A opinião de ...

O Mesquinho Preconceito Bairrista

O bairrismo luso, na versão paroquiana do total menosprezo pela aldeia do Outro, logo, doentio, é daqueles sentimentos que me fazem alguma confusão, tendo em conta que este país à beira mar plantado, povoado por meia dúzia de pessoas, tem uma área geográfica de pouco mais de 92 mil km2, cinco vezes menor do que Espanha e 108 do que os EUA. Ou seja, quer em termos culturais, quer comportamentais, só a falsa crença pode alimentar a ideia de que há diferenças substanciais entre ribatejanos, minhotos, transmontano, estremenhos, beirões, algarvio e alentejano.

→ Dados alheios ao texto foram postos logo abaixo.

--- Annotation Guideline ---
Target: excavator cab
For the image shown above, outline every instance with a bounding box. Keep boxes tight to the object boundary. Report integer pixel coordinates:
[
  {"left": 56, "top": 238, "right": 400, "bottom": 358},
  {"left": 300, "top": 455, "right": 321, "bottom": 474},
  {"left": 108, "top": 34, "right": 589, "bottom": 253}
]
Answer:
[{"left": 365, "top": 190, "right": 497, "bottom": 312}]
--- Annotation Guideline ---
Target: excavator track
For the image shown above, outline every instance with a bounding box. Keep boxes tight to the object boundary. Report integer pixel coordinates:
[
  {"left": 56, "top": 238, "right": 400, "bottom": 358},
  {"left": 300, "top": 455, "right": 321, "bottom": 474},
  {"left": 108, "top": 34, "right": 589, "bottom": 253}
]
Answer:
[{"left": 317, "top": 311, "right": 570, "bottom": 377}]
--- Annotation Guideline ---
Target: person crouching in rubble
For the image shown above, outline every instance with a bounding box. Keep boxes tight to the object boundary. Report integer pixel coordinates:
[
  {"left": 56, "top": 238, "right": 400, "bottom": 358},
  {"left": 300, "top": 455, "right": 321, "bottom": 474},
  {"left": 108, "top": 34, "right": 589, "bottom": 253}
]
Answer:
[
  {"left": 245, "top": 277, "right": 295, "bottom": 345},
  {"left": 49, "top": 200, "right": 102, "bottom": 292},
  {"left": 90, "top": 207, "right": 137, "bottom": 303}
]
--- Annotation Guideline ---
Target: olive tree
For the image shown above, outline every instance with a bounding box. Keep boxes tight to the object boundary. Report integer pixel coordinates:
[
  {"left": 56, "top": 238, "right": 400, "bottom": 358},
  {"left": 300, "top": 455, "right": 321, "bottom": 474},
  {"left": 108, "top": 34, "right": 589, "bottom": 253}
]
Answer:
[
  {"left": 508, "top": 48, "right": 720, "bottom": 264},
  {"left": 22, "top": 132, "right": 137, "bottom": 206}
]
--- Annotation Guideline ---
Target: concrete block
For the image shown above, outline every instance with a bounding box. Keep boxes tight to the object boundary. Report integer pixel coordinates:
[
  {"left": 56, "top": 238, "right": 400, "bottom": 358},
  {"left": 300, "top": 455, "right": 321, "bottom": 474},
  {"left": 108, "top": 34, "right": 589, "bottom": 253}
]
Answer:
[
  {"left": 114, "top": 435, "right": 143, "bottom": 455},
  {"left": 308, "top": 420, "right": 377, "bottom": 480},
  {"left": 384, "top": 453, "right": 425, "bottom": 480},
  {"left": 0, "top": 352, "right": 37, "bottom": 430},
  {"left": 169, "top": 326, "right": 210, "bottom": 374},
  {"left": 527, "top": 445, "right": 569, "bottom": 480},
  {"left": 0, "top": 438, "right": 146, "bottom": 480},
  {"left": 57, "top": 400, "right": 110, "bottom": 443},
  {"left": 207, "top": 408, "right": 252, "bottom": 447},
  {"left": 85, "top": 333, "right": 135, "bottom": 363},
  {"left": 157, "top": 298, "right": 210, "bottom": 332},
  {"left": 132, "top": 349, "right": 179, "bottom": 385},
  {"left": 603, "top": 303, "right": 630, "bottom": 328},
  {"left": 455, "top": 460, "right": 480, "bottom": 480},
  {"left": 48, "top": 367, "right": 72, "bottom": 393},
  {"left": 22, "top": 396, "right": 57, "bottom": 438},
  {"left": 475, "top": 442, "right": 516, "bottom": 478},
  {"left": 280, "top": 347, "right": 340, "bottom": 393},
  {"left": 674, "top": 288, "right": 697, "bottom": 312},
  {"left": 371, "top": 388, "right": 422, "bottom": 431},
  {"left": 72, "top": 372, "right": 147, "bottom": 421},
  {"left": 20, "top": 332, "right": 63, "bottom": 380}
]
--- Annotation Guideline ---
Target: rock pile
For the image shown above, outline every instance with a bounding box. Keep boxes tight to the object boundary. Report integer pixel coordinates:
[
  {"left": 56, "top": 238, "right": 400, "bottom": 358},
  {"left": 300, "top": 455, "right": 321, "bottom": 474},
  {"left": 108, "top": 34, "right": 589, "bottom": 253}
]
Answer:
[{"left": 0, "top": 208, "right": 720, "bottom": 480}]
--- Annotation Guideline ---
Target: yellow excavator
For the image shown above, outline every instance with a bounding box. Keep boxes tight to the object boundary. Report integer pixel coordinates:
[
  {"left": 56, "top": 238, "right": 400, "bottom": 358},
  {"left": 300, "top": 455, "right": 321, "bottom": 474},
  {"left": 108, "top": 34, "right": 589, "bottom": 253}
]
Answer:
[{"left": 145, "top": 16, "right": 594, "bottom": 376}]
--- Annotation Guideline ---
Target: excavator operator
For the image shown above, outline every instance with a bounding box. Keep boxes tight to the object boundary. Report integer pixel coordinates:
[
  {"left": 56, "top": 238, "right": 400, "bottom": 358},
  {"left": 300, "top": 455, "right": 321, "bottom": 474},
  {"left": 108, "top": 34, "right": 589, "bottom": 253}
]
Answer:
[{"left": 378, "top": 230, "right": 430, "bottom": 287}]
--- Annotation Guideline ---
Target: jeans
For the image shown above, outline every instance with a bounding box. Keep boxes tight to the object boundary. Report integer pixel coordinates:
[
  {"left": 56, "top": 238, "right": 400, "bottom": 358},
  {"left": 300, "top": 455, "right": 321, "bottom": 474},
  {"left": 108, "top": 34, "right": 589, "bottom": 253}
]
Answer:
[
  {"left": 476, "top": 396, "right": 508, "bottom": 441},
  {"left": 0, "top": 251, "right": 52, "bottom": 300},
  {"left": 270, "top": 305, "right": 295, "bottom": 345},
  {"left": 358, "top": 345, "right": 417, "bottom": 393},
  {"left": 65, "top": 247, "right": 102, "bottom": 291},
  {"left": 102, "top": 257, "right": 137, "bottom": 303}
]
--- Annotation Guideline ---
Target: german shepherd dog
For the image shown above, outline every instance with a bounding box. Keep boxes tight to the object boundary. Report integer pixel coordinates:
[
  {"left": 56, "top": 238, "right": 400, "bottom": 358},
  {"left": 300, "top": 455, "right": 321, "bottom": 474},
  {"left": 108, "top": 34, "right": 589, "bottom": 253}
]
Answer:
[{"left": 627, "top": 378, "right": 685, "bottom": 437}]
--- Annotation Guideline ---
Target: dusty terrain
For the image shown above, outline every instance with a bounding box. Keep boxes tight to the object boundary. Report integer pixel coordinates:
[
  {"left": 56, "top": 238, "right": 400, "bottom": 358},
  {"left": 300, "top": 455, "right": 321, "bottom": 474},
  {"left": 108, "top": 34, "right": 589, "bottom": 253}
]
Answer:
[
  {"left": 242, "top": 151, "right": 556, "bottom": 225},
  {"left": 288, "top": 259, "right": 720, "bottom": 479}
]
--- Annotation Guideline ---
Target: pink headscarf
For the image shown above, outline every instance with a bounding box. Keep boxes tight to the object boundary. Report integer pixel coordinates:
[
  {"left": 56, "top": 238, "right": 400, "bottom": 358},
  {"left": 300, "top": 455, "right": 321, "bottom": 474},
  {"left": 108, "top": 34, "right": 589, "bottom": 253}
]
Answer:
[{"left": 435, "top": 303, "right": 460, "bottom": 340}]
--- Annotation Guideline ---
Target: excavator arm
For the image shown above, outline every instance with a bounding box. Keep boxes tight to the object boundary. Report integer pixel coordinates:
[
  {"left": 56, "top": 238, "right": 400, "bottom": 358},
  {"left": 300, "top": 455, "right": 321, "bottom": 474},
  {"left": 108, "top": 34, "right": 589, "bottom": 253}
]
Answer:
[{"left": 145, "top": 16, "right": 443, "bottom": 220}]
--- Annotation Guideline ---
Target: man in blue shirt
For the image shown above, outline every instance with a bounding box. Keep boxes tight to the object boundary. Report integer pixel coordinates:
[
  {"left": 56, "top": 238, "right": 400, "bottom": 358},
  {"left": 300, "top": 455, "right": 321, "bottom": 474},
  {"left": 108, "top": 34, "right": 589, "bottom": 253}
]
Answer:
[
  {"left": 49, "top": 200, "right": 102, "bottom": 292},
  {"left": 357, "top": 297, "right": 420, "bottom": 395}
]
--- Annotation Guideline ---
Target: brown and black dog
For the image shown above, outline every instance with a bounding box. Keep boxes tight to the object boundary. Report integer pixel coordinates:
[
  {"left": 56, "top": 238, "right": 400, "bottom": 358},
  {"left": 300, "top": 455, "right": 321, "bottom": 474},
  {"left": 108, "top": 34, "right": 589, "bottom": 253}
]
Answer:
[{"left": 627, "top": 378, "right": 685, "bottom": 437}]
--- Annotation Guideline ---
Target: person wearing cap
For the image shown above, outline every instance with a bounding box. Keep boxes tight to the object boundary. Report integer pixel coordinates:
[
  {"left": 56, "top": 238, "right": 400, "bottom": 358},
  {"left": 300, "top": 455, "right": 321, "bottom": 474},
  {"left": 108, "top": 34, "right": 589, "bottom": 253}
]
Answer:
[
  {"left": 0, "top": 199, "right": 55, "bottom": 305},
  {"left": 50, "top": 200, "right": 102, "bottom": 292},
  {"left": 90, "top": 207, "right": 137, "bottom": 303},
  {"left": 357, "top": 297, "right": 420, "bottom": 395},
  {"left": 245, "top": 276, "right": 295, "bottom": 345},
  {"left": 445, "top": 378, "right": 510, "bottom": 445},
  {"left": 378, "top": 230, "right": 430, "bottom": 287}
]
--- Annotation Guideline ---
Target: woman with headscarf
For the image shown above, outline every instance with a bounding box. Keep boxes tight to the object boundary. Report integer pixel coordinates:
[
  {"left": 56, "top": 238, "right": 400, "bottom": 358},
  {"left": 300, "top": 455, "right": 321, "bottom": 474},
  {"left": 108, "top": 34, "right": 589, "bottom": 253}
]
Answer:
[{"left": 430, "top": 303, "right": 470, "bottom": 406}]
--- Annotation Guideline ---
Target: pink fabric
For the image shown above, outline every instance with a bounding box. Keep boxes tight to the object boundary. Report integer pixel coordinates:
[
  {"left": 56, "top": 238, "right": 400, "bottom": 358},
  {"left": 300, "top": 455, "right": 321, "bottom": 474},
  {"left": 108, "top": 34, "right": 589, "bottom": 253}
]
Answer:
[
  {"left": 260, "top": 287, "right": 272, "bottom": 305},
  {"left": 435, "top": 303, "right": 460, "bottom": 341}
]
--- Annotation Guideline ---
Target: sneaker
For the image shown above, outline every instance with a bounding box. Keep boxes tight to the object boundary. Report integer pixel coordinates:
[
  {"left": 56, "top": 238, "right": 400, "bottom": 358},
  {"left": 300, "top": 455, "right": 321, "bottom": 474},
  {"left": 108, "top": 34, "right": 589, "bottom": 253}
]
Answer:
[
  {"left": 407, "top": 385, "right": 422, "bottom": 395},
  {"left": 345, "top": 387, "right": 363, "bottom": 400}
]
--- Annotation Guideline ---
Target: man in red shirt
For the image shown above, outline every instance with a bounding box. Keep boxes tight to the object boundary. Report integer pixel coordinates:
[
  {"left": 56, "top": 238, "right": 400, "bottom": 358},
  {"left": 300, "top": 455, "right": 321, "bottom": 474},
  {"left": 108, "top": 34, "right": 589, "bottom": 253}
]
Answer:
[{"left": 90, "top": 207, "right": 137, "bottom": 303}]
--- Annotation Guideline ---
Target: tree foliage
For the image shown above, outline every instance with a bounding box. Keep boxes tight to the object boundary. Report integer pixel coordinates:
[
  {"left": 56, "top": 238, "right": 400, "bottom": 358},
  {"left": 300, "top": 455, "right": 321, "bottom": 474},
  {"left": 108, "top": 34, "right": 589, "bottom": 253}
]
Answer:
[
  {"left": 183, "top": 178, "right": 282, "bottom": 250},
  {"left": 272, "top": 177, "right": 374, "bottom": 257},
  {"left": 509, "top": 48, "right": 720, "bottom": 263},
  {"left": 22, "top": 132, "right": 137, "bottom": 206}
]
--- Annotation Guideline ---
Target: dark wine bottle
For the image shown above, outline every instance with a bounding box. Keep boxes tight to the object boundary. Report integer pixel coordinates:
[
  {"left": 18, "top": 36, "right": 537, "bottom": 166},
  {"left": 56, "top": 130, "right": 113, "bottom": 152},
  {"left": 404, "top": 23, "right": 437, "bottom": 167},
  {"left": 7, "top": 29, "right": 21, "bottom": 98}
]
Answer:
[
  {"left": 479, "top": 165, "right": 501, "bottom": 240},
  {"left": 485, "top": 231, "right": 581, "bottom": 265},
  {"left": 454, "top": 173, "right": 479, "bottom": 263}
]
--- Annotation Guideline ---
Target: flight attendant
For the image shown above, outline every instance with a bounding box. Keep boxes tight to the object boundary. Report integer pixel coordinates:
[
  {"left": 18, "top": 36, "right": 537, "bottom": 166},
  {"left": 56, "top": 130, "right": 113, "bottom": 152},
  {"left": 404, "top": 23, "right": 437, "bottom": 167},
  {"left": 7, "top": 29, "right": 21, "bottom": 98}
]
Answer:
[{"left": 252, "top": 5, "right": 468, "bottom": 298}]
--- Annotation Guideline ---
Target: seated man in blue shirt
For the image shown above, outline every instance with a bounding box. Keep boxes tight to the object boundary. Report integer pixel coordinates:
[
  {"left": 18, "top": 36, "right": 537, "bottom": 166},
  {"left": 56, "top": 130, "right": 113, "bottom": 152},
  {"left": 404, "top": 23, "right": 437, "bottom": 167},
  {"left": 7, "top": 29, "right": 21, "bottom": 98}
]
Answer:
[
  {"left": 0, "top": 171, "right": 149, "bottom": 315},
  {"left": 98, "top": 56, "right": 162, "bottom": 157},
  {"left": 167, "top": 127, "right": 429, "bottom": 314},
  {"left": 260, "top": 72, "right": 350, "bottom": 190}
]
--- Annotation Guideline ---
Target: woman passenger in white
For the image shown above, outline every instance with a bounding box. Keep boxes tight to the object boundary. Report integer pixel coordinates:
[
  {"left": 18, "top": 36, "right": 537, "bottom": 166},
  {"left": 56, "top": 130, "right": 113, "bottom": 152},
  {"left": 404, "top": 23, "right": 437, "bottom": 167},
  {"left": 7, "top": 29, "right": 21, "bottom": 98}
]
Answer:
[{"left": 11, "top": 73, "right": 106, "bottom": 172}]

Como bragançano, nunca fui tomado pelo sentimento de inferioridade em relação “aos de por aí abaixo” (na deliciosa expressão da capital do fumeiro, verbalizada frequentemente pelo carismático vinhaense João Saldanha), nem, tão – pouco, me senti diminuído pela suposta sobranceria dos lisboetas. Razão pela qual me incomoda a forma como os habitantes de Lisboa e Vale do Tejo têm sido “ostracizados” (quais leprosos), tanto em conversas de café, como nas redes sociais, por ali ter surgido a 2ª vaga do Covid 19.
À boleia do tema Covid, houve quem não perdesse a oportunidade de, via “correio da manhã dos pobres”, desancar, de forma gratuita, nos alfacinhas, porque esse famigerado e poderoso meio de comunicação social divulgou imagens da praia de Carcavelos, com o areal cheio de lixo, após uma noite de excessos. Entre muitos, retive o seguinte comentário, como se a labreguice não fosse um fenómeno transversal: “estes tipos de Lisboa têm a mania que são finos, e não passam duns porcos”.
Voltemos ao “bicho”.
Será que houve o mesmo “tratamento” em relação aos habitantes da zona metropolitana do Porto, onde, no início de Fevereiro, o surto apareceu? E os de Miranda do Douro, onde foram recentemente detectados vários casos positivos, também são “patetas” e “irresponsáveis”?! Ou será que também foram os de Lisboa a infectar esta gente?! É uma hipótese, se tivermos em linha de conta que o autocarro que liga Massamá a Barcarena tem paragem obrigatória na terra dos pauliteiros!
Infelizmente pouco se sabe sobre o “inimigo invisível”. Não há evidências científicas (satisfatórias) quanto ao contágio. Se as houvesse, e se as coisas fossem tão lineares quanto alguns julgam ser, Bragança teria um número assustador de casos positivos, porque, por exemplo, o confinamento da maior parte da comunidade estudantil (estrangeira) do IPB foi feito ( e continua a sê-lo) na mais estreita e indissociável ligação ao kizomba, ao samba e à “jolinha”, nas condições de socialização que todos conhecemos. Ou seja, perante tão descarada e evidente subversão das regras impostas pela DGS, podemos estar perante o “milagre bragançano”.
É, portanto, pouco avisado (além de ser perigoso generalizar) alguém proclamar que um dado comportamento ou atitude está associado a uma determinada zona geográfica do país. Os imprudentes, os moralmente mal - formados, os energúmenos, os atoleimados, os escabrosos, os porcos, etc., existem em todo o lado. A toda a hora nos deparamos com gente que deita lixo para o chão, escarra nos passeios e põe o cãozinho a defecar no jardim público, sem se dar ao trabalho de remover a matéria excretada. Desgraçadamente, estes comportamentos verificam-se de norte a sul do país.
Podemos, sim, garantir que os cidadãos de Bragança, de Vila Real, do Porto, de Lisboa, do Alentejo, do Algarve, dos Açores e da Madeira se distinguem não pelos traços comportamentais (há bons e maus exemplos em todo o lado), mas pelo linguajar, pelos sotaques mais ou menos marcados, as variantes fonéticas – a grande riqueza da nossa língua.